Невдалеке от дома вздымались бугорки. Погреб тоже старается завести каждая семья, или копают один на двоих. Вадим выкопал хороший погреб, сделал крепкое перекрытие, плотно прилегающую ляду. Все, за что бы он ни брался по хозяйству, у него получалось хорошо.

— Стоит присмотреться к чему-то, подумать и сделаешь, — говорил он, когда Варя его хвалила.

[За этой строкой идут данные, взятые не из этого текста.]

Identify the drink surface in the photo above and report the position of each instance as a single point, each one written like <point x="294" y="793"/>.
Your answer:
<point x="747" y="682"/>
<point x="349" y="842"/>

Спустились они вдвоем в погреб и перед тем, как набрать грибков, долго стояли в обнимку и целовались, как влюбленные молодожены.

III

Булгаков стоял около полосы, наблюдал за посадками летчиков своей эскадрильи. Комэск в новенькой кожаной куртке, в руках у него ничего нет — ни планшета, ни шлемофона; что потребуется, ему тотчас же подадут. Статный, невысокого роста, с остреньким, немного вскинутым подбородком Булгаков нравится своим летунам. Ему около тридцати, а кажется, он все такой же, каким был и пять и семь лет назад. Только вблизи, если присмотреться, можно заметить морщины у него на лбу да редкие сединки за ухом. Говорить стал басом, немного хриплым — от частого курения.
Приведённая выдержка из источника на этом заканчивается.